Happiness said:
The reason given for why we can't use Lagrange multiplier in non-holonomic constraint is that the varied paths do not satisfy the equation of constraint. I do not understand this reason. I would think that only the actual path needs to satisfy the equation of constraint and the varied path can be any path as long as it has the same end points.

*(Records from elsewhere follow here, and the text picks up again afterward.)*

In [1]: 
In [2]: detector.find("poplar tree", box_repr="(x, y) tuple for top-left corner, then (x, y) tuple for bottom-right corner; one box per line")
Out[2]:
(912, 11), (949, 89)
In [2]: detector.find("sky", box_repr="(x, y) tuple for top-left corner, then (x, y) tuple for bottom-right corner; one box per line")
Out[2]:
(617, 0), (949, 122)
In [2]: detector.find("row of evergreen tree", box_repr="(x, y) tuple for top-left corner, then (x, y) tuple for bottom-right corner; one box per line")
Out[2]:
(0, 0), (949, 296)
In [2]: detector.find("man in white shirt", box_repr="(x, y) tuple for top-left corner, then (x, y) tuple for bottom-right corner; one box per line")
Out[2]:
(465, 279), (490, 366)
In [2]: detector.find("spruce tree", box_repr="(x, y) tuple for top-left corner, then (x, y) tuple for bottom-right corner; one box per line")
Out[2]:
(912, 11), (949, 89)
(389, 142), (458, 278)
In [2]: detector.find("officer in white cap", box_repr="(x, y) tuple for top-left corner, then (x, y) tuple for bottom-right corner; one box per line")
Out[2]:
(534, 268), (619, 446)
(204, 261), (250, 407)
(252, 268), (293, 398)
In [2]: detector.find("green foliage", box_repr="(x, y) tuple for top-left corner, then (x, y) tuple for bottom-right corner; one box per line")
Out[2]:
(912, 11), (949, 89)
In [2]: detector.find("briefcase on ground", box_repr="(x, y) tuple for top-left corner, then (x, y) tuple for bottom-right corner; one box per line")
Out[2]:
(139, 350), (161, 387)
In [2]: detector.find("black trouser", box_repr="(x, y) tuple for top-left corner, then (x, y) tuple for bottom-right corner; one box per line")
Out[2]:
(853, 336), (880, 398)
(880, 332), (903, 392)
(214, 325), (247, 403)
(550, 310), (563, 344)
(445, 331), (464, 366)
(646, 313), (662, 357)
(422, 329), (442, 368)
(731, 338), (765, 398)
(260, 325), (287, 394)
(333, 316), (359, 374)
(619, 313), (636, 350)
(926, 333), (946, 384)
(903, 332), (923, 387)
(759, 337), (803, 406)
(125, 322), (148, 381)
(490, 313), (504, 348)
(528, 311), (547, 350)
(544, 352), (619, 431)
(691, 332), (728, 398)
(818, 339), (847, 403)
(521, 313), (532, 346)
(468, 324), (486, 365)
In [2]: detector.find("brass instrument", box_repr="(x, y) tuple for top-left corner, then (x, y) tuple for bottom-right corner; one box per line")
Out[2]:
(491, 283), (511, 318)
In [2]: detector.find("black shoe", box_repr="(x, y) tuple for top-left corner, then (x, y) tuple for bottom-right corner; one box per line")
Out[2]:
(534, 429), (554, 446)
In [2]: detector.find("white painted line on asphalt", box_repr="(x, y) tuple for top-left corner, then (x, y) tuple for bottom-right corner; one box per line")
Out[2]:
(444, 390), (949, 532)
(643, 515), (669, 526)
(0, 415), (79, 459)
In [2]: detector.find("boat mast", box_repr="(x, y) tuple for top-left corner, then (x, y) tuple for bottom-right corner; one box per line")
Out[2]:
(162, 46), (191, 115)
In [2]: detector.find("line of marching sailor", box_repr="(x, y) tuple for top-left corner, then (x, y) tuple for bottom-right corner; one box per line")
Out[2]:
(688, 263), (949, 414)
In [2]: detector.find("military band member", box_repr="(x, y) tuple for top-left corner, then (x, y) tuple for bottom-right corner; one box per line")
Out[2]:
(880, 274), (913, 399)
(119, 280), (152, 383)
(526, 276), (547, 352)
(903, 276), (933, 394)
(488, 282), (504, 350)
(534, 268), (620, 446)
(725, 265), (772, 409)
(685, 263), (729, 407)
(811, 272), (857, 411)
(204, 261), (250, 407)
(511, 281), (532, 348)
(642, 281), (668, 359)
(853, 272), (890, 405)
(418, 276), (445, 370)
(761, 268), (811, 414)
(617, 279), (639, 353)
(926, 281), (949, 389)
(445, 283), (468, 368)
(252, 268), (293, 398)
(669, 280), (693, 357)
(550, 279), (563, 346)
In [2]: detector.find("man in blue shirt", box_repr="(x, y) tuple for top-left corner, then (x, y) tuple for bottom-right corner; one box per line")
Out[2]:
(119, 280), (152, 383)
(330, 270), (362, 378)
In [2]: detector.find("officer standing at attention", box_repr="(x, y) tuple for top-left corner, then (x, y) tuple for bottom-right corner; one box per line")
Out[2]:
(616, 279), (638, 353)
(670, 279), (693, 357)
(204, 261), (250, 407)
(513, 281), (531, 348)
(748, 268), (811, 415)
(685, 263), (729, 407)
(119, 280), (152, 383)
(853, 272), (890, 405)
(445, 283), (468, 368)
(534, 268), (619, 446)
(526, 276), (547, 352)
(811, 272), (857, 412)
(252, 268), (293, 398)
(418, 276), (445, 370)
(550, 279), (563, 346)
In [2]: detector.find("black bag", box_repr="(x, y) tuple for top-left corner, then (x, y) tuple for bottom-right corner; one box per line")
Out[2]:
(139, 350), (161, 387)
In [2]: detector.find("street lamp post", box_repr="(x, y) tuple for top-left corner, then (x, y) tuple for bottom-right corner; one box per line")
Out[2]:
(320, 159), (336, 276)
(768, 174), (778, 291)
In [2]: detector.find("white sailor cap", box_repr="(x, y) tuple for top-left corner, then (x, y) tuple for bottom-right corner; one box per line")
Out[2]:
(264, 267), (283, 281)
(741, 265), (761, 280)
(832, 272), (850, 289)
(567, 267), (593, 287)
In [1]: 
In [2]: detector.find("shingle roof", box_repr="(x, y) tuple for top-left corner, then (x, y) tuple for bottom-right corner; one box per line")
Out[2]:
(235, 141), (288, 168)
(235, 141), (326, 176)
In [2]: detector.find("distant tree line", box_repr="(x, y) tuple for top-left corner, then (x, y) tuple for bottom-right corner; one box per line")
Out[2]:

Of course, you use Lagrange multipliers, but not as part of the Lagrangian but as part of the variation of the action. So let's do it again. Suppose we have given our problem in terms of generalized coordinates ##(q^k)##, ##k \in \{1,\ldots,f \}## and suppose we have only proper nonholonomic constraints. This means we have ##r<f## constraints on the virtual displacements,
$$\delta q^k f_k^{(\alpha)}(t,q)=0, \quad \alpha \in \{1,2,\ldots,r \}$$
which cannot be integrated to holonomic constraints. In other words we suppose we have already solved for all holonomic constraints in choosing our ##f## generalized coordinates. This means the functions ##f_k^{(\alpha)}## are such that
$$\partial_j f_k^{(\alpha)}-\partial_k f_j^{(\alpha)} \neq 0.$$
In this case we cannot vary the ##q^k## independently in Hamilton's principle of stationary action, but we have to fulfill the constraints. This can be done by introducing ##r## Lagrange multipliers ##\lambda_{\alpha}## and vary the ##q^k## and the ##\lambda^{\alpha}## independently. The variation of the extended action then reads
$$\delta S=\int \mathrm{d} t \delta q^k \left (\frac{\partial L}{\partial q^k}-\frac{\mathrm{d}}{\mathrm{d} t} \frac{\partial L}{\partial \dot{q}^k}+\lambda_{\alpha} f_k^{(\alpha)} \right) \stackrel{!}{=} 0.$$
The equations of motion thus read
$$\frac{\partial L}{\partial q^k}-\frac{\mathrm{d}}{\mathrm{d} t} \frac{\partial L}{\partial \dot{q}^k}+\lambda_{\alpha} f_k^{(\alpha)} =0, \quad f_k^{(\alpha)} \dot{q}^k=0.$$
Note that Einstein's summation convention is understood here, for both the summation over ##k \in \{1,\ldots,f \}## and ##\alpha \in \{1,\ldots,r \}##. Now you have ##(k+r)## functions ##q^k(t)## and ##\lambda_\alpha(t)## to solve for and also ##k## Lagrange Equations of the 1st kind and the ##r## constraint equations.